Clean-up. The angle ANO is the longitude of O minus that of A. Hence, the longitude of O is that of A plus the angle ANO. As a check, the sum of the angles ANO and ONB should equal the angle ANB. The side NO (obtained in triangles three and four – these values should be equal) is the co-latitude of O. The angle NOA is the bearing of A. Minus the angle BON is that of B. As a check, the angles around the observer O should add-up to two pi. Also, the sum of the spherical excesses of the triangles OBA, ANO, and BON should equal the spherical excess of the triangle NBA. Finally, we translate back from spherical-trigonometry to the spherical-coordinates.

An Excel spreadsheet -- entitled where are we -- is contained in the distcalcnew.zip file.
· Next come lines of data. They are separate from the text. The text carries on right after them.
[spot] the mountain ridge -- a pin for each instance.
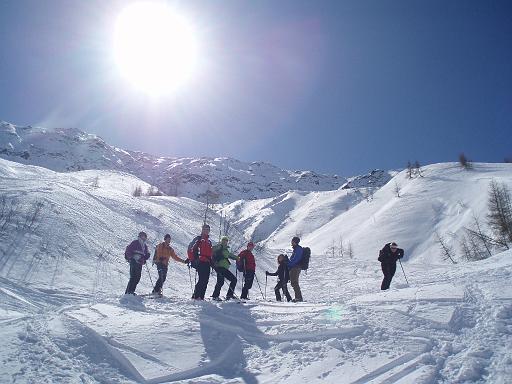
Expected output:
(220, 179)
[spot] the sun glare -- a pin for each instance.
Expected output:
(155, 48)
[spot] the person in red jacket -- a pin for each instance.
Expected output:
(136, 254)
(249, 267)
(200, 254)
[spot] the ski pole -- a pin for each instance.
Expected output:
(266, 278)
(256, 276)
(190, 278)
(403, 271)
(150, 279)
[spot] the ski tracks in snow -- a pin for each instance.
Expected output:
(453, 331)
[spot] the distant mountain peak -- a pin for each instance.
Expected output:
(71, 149)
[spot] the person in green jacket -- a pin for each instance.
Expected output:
(221, 256)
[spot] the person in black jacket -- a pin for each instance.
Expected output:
(388, 257)
(283, 275)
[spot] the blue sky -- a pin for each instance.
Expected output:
(333, 86)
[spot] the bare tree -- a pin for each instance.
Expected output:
(499, 217)
(478, 234)
(446, 250)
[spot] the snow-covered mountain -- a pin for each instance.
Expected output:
(62, 274)
(224, 179)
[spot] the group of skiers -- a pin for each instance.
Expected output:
(202, 255)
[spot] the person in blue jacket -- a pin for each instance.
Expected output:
(294, 265)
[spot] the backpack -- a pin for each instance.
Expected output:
(218, 255)
(306, 255)
(240, 265)
(193, 254)
(127, 256)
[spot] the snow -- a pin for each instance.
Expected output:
(64, 318)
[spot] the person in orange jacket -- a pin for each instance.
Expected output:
(163, 253)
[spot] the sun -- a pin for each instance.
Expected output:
(155, 48)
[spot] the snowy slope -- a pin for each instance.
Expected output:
(227, 179)
(64, 319)
(444, 200)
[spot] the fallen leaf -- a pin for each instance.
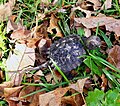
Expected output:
(114, 56)
(47, 2)
(97, 4)
(12, 92)
(11, 95)
(79, 85)
(73, 100)
(53, 27)
(11, 25)
(107, 4)
(52, 98)
(110, 23)
(33, 100)
(5, 11)
(8, 84)
(32, 42)
(20, 34)
(22, 58)
(87, 12)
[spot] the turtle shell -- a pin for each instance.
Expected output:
(66, 52)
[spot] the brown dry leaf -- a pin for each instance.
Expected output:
(33, 99)
(20, 34)
(53, 27)
(107, 4)
(79, 85)
(114, 56)
(8, 84)
(97, 4)
(73, 100)
(5, 11)
(110, 23)
(37, 35)
(47, 2)
(22, 58)
(11, 95)
(32, 42)
(11, 25)
(52, 98)
(12, 92)
(12, 2)
(87, 12)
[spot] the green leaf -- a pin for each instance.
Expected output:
(94, 98)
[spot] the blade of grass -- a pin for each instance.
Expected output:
(30, 94)
(54, 77)
(111, 78)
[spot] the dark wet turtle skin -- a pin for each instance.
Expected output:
(66, 52)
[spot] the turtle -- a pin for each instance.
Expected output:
(66, 51)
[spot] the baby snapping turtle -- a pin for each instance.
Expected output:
(66, 51)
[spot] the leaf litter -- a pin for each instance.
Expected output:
(31, 44)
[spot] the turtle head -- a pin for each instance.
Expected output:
(93, 42)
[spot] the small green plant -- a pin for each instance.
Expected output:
(99, 98)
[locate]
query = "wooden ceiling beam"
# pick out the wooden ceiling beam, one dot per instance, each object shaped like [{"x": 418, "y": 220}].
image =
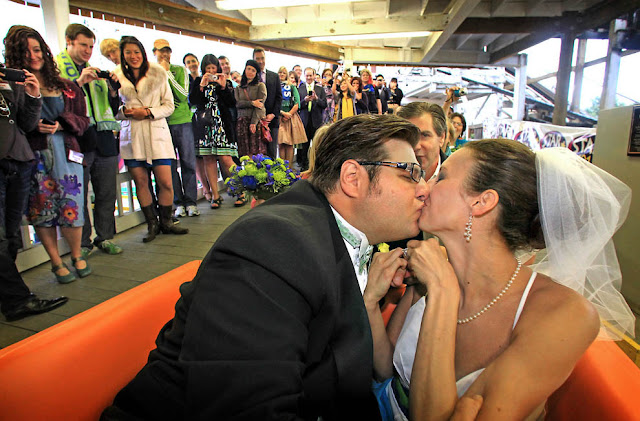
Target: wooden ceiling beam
[
  {"x": 172, "y": 17},
  {"x": 573, "y": 22}
]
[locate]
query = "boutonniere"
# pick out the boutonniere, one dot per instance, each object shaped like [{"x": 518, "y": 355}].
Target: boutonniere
[
  {"x": 383, "y": 247},
  {"x": 69, "y": 93}
]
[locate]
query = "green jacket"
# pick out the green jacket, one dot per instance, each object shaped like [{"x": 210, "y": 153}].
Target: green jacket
[{"x": 179, "y": 83}]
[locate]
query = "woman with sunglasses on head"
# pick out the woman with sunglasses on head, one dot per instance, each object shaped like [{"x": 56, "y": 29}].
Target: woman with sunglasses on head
[
  {"x": 291, "y": 128},
  {"x": 212, "y": 94},
  {"x": 56, "y": 197},
  {"x": 480, "y": 322},
  {"x": 250, "y": 98},
  {"x": 145, "y": 140}
]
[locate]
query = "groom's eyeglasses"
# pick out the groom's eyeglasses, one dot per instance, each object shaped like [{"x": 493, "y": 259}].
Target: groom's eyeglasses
[{"x": 416, "y": 171}]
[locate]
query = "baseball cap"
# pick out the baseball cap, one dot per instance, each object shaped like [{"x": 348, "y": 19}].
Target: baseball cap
[{"x": 159, "y": 44}]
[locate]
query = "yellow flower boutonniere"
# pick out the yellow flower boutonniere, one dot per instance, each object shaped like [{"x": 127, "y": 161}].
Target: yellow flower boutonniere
[{"x": 383, "y": 247}]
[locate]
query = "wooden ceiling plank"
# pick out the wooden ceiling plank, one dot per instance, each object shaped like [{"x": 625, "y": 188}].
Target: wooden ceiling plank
[
  {"x": 459, "y": 11},
  {"x": 434, "y": 22}
]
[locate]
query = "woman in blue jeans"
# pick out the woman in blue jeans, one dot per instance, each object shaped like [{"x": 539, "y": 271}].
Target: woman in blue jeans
[
  {"x": 145, "y": 141},
  {"x": 57, "y": 195},
  {"x": 20, "y": 105}
]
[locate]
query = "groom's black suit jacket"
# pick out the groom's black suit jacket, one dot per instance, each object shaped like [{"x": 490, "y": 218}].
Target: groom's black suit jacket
[{"x": 273, "y": 326}]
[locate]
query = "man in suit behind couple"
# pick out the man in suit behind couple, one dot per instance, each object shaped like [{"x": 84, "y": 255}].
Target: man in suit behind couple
[{"x": 273, "y": 326}]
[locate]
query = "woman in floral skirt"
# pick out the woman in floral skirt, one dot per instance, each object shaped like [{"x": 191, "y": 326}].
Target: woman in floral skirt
[
  {"x": 213, "y": 96},
  {"x": 57, "y": 193},
  {"x": 291, "y": 128}
]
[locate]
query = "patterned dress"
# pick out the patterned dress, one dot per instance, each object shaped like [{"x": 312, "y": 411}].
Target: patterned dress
[
  {"x": 57, "y": 193},
  {"x": 214, "y": 140}
]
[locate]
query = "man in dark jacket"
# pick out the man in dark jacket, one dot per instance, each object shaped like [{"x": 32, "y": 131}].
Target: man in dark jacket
[
  {"x": 20, "y": 106},
  {"x": 274, "y": 326},
  {"x": 313, "y": 101},
  {"x": 273, "y": 102}
]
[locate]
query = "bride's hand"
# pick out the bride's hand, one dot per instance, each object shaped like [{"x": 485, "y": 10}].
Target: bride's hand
[
  {"x": 387, "y": 269},
  {"x": 430, "y": 267}
]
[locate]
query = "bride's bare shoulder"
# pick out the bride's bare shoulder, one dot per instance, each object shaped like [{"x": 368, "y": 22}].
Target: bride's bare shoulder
[{"x": 561, "y": 306}]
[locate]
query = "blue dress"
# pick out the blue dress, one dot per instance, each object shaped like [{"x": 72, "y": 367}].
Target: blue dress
[{"x": 57, "y": 193}]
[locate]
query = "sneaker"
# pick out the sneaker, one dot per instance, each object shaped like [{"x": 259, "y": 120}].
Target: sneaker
[
  {"x": 180, "y": 212},
  {"x": 85, "y": 252},
  {"x": 109, "y": 248},
  {"x": 192, "y": 210}
]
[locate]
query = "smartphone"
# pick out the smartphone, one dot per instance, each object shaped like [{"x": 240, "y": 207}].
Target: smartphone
[
  {"x": 103, "y": 74},
  {"x": 13, "y": 75}
]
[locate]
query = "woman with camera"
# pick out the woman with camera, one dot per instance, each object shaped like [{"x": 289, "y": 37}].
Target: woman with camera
[
  {"x": 212, "y": 94},
  {"x": 145, "y": 141},
  {"x": 250, "y": 98},
  {"x": 56, "y": 197}
]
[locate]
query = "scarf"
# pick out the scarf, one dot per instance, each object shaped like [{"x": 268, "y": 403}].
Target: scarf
[{"x": 100, "y": 114}]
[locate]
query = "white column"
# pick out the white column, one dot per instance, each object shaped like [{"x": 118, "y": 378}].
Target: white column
[
  {"x": 612, "y": 68},
  {"x": 56, "y": 20},
  {"x": 520, "y": 88}
]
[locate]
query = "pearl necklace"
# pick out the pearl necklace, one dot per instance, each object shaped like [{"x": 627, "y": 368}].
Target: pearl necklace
[{"x": 495, "y": 300}]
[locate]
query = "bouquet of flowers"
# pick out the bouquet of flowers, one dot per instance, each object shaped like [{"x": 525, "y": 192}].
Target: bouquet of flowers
[{"x": 260, "y": 176}]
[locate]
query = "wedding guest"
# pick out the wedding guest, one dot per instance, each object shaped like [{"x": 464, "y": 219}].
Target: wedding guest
[
  {"x": 312, "y": 105},
  {"x": 360, "y": 97},
  {"x": 56, "y": 198},
  {"x": 192, "y": 64},
  {"x": 110, "y": 49},
  {"x": 185, "y": 188},
  {"x": 145, "y": 141},
  {"x": 327, "y": 84},
  {"x": 451, "y": 139},
  {"x": 488, "y": 319},
  {"x": 272, "y": 102},
  {"x": 395, "y": 100},
  {"x": 236, "y": 76},
  {"x": 291, "y": 127},
  {"x": 213, "y": 96},
  {"x": 250, "y": 97},
  {"x": 304, "y": 342},
  {"x": 373, "y": 97},
  {"x": 20, "y": 107},
  {"x": 460, "y": 125},
  {"x": 344, "y": 98},
  {"x": 98, "y": 143}
]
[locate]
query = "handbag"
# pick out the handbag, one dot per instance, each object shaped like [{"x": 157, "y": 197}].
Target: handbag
[
  {"x": 265, "y": 132},
  {"x": 202, "y": 120}
]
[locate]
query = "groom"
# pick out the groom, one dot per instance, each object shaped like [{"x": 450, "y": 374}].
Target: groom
[{"x": 273, "y": 326}]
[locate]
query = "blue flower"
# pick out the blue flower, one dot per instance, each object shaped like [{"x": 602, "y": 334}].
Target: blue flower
[{"x": 250, "y": 182}]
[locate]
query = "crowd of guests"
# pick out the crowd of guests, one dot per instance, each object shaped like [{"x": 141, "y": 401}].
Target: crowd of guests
[
  {"x": 198, "y": 116},
  {"x": 311, "y": 337}
]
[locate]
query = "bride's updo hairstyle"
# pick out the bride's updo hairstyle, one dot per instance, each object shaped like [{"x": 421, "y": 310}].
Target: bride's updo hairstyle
[{"x": 509, "y": 168}]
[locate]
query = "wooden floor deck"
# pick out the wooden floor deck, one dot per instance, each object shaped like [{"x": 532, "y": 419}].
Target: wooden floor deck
[{"x": 112, "y": 275}]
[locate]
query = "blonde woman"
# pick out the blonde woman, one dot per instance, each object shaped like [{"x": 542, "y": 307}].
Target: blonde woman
[{"x": 291, "y": 130}]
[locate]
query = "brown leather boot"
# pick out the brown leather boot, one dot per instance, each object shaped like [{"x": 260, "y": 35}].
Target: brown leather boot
[
  {"x": 153, "y": 228},
  {"x": 166, "y": 223}
]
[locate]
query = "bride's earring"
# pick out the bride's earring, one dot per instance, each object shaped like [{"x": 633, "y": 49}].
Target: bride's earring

The first two rows of calculations are examples. Following a blank row, enter the data as follows: Column #A a minus-one if the observer O is southerly of the line AN; otherwise a plus-one. Columns #B, #C, and #D are the longitude, latitude, and altitude (elevation) of the celestial-object A. They are to be entered in radians. Columns #E, #F, and #G are those of the celestial-object B. All of the remaining columns are computed by the spreadsheet. For each of the four triangles, the (remaining) elements are as labeled. The label E indicates the spherical-excess. Hidden columns #AE, #AF, #AG, and #AH are the aforementioned checks. Finally, the column #AI is the longitude of the observer O and #AJ is the latitude. Column #AK is the bearing of the celestial-object A and #AL is that of the celestial-object B. These results are in radians.

The calculation within the spreadsheet, of necessity, is performed in radians. At present, the input and output values also are in radians. However, the input and output could be in some other form, for instance: 1) hours, minutes, and decimal seconds. 2) decimal degrees. 3) degrees and decimal minutes. 4) degrees, minutes, and decimal seconds. 5) grads. Either obtain the spreadsheet from me and add the necessary conversions yourself or else request me to do so for you.

All of the foregoing is done on a sphere. By convention, we project any three-dimensional point radially to the standard sphere, on which we find the shortest distances -- the great circles are the geodesics --, angles, and surface area.

GPS

A GPS (= Global Positioning System) device provides is easier to use than a sextant and provides our location with a much smaller error. Furthermore, it provides the third coordinate -- the height wrt (= with respect to) the oblate-spheroid (usually called the ellipsoid). Allegedly, however, the latitude is also the ellipsoidal latitude. Since this page is in the spherical trigonometry, we provide a link to a discussion of the ellipsoidal coordinates. We also have written an Excel spreadsheet for this ellipsoidal input. It is contained in the distcalcnew.zip file. In the upper right-hand corner, I have entered the average, equatorial, and polar radii of the Earth in Kilometres. Hence, each height also has to be entered in Km. Likewise, each linear distance is displayed in Km. You may change to any consistent units by entering the three appropriate radii of the Earth or any other oblate spheroid. Caution: the latitude *must* be entered as the ellipsoidal latitude. The corresponding spherical latitude is computed and displayed. The longitude and latitude may be entered in any combination of degrees (or decimal degrees), minutes (or decimal minutes), or seconds (or decimal seconds). You will have to unhide the columns to be able to enter either minutes or seconds.